A pro-life amendment sailed to victory in Tennessee on Tuesday, but two other pro-life measures were soundly defeated by voters in North Dakota and Colorado.
The defeats showed the difficulties of trying to pass laws declaring that human beings have rights from conception to death.
However, pro-life and traditional values leaders took note that almost all the new Republicans elected Tuesday are strongly pro-life — which bodes well for their top short-term goal of passing a federal law outlawing most abortions after five months’ gestation.
“The bottom has fallen out of the abortion-centered ’war on women’ strategy,” Marjorie Dannenfelser, president of the Susan B. Anthony List and Women Speak Out PAC, told a press conference Wednesday with other conservative leaders. “In January, this will be the most pro-life Congress since Roe v. Wade,” added Tony Perkins, president of the Family Research Council.
Abortion was on the ballot in Tennessee, and despite a huge financial disadvantage, supporters were able to produce a 53 percent-to-47 percent victory for Amendment 1, which overturns a state Supreme Court ruling that abortion is a fundamental right.
“We are grateful to God and to the good people of Tennessee for this victory,” said Brian Harris, president of Tennessee Right to Life and a coordinator with Yes on 1.
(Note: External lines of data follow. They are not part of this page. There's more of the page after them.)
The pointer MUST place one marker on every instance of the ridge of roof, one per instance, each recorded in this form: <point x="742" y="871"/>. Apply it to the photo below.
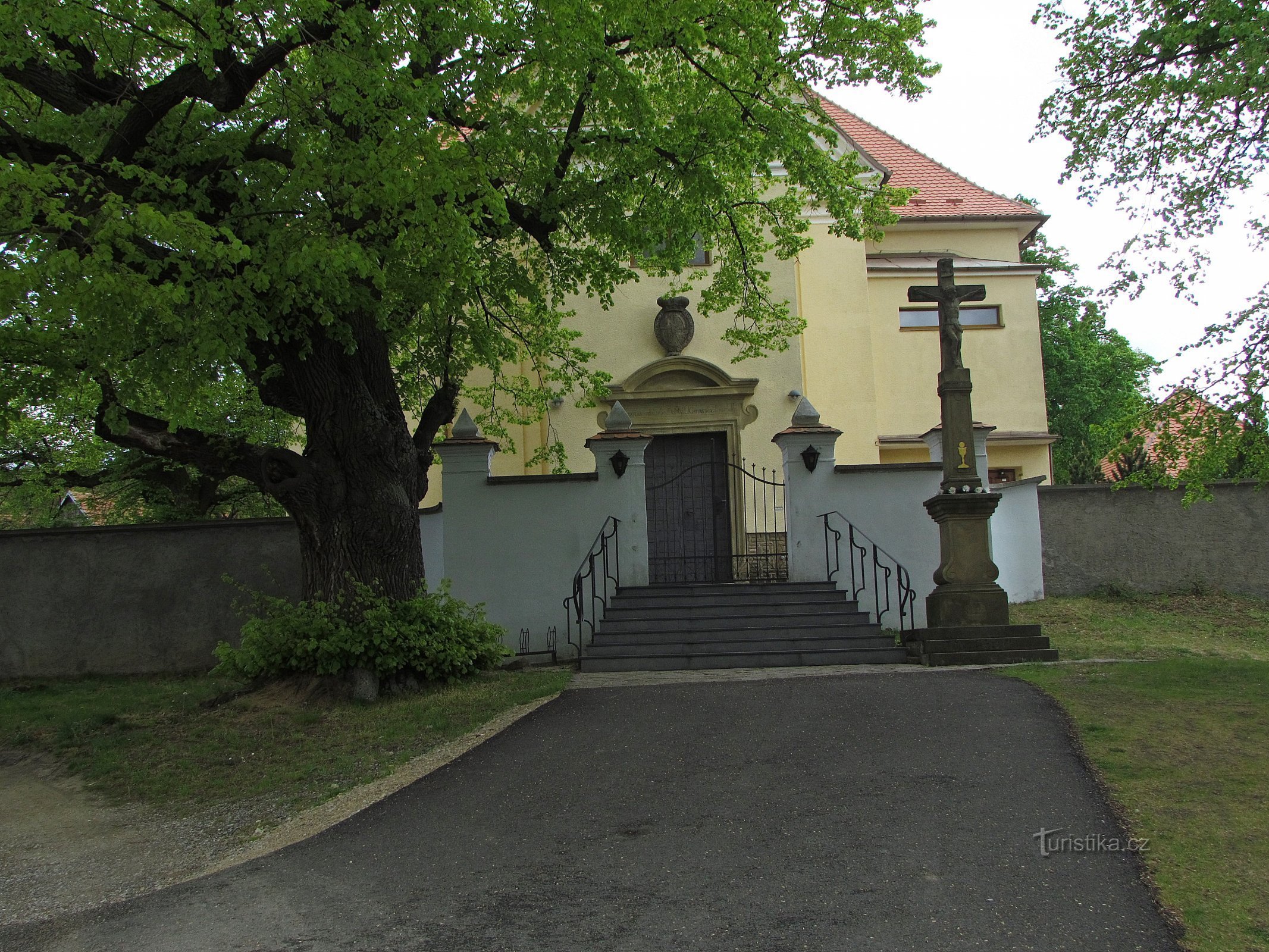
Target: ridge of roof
<point x="956" y="196"/>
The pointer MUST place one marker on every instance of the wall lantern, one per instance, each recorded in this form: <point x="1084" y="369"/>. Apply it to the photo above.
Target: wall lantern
<point x="619" y="462"/>
<point x="810" y="456"/>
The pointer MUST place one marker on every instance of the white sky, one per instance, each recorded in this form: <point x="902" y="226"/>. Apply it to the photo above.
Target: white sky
<point x="979" y="118"/>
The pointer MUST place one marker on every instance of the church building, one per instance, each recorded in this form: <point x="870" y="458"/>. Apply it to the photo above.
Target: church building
<point x="867" y="359"/>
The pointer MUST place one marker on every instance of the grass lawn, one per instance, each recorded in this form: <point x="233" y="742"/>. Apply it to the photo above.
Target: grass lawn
<point x="1183" y="743"/>
<point x="153" y="740"/>
<point x="1152" y="626"/>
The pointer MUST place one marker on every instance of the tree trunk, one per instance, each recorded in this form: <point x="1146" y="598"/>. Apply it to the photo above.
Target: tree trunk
<point x="356" y="502"/>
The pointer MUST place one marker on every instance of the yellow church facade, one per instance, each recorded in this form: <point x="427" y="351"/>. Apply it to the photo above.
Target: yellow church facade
<point x="867" y="359"/>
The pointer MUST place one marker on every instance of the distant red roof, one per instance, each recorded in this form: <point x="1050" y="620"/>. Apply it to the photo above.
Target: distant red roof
<point x="943" y="193"/>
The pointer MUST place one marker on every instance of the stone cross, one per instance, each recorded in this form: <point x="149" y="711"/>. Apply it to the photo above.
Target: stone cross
<point x="966" y="592"/>
<point x="960" y="471"/>
<point x="948" y="296"/>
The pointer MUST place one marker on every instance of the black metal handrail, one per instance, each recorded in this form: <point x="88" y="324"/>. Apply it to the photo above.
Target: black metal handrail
<point x="885" y="568"/>
<point x="600" y="568"/>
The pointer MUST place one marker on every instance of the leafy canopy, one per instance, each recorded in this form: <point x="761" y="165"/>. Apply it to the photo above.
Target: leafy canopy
<point x="1095" y="383"/>
<point x="192" y="191"/>
<point x="1165" y="106"/>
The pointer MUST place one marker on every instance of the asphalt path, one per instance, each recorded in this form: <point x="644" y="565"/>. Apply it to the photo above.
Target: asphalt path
<point x="857" y="813"/>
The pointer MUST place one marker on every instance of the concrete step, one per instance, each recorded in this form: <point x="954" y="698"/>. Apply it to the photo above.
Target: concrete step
<point x="804" y="603"/>
<point x="607" y="648"/>
<point x="1020" y="657"/>
<point x="763" y="621"/>
<point x="741" y="589"/>
<point x="740" y="629"/>
<point x="666" y="662"/>
<point x="943" y="646"/>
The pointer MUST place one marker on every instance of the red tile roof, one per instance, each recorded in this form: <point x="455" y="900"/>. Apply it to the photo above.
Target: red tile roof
<point x="943" y="193"/>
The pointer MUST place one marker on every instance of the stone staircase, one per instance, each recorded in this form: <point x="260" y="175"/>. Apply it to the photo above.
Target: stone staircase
<point x="758" y="625"/>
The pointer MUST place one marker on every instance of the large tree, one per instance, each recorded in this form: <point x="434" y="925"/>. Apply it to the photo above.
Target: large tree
<point x="357" y="202"/>
<point x="1095" y="383"/>
<point x="51" y="449"/>
<point x="1165" y="106"/>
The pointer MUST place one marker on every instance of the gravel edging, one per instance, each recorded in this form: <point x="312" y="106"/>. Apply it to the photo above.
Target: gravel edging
<point x="338" y="809"/>
<point x="52" y="876"/>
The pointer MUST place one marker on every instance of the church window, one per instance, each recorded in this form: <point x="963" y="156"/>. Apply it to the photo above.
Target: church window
<point x="700" y="259"/>
<point x="923" y="318"/>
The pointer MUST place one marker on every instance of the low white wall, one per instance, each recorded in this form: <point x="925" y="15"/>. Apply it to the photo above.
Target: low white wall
<point x="886" y="503"/>
<point x="432" y="528"/>
<point x="1016" y="540"/>
<point x="883" y="502"/>
<point x="516" y="543"/>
Although opponents spent $4 million to supporters’ $1.5 million, a long-standing education campaign on the issue helped voters make up their minds, said Mr. Harris. “The people of Tennessee saw through the falsehoods and made their voices heard,” he said.
The Tennessee amendment is intended to advise the Tennessee Supreme Court that there is “nothing” in the state constitution that “secures or protects a right to abortion” or “requires the funding of an abortion.”
It further says that “the people retain the right through their elected state representatives and state senators to enact, amend or repeal statutes regarding abortion, including, but not limited to, circumstances of pregnancy resulting from rape or incest or when necessary to save the life of the mother.”
State lawmakers have felt constrained in writing abortion bills since a 2000 Tennessee Supreme Court ruling in Planned Parenthood v. Sundquist found a fundamental right to abortion in the state constitution. Pro-life groups say Tennessee has since become a destination for abortions for women who live in neighboring states that have stricter abortion laws.
Pro-choice advocates lamented the loss in Tennessee but took comfort in the decisive, 64 percent-to-36 percent defeats suffered by both Measure 1 in North Dakota and Amendment 67 in Colorado.
“North Dakotans saw through right-wing extremists’ attempts to insert a highly controversial measure into the state’s constitution that would have robbed North Dakota women of their inalienable rights to their own body and their own lives,” said Ilyse Hogue, president of NARAL Pro-Choice, one of the groups that fought Measure 1.
It “could have affected women’s access to many health care services, including birth control and in vitro fertilization,” Ms. Hogue said.
ND Choose Life, which supported Measure 1, said they were “very disappointed” in the vote, but took heart that pro-choice groups were “forced” to stop defending abortion, and instead fought the bill with arguments about end-of-life care and in vitro fertilization.
“We are in a much better position to craft new language for a future constitutional amendment that puts to rest all of the side issues relied upon by our opponents,” ND Choose Life said.
Meanwhile, in Colorado, voters stopped an amendment that would have declared that unborn children were persons in wrongful death cases.
“Colorado voters have a longstanding, mainstream belief in supporting abortion rights and reproductive health care, and we saw that belief in action with the defeat of Amendment 67,” said Karen Middleton, executive director of NARAL Pro-Choice Colorado.
Supporters had cast Amendment 67 as a “voice for Brady,” referring to an 8-month-old unborn boy who was killed in a car accident by a drunk driver. The driver could not be charged with Brady’s death because the unborn child was not considered a legal person.
However, Colorado voters — who have already rejected two “personhood” measures in recent years — didn’t see it that way.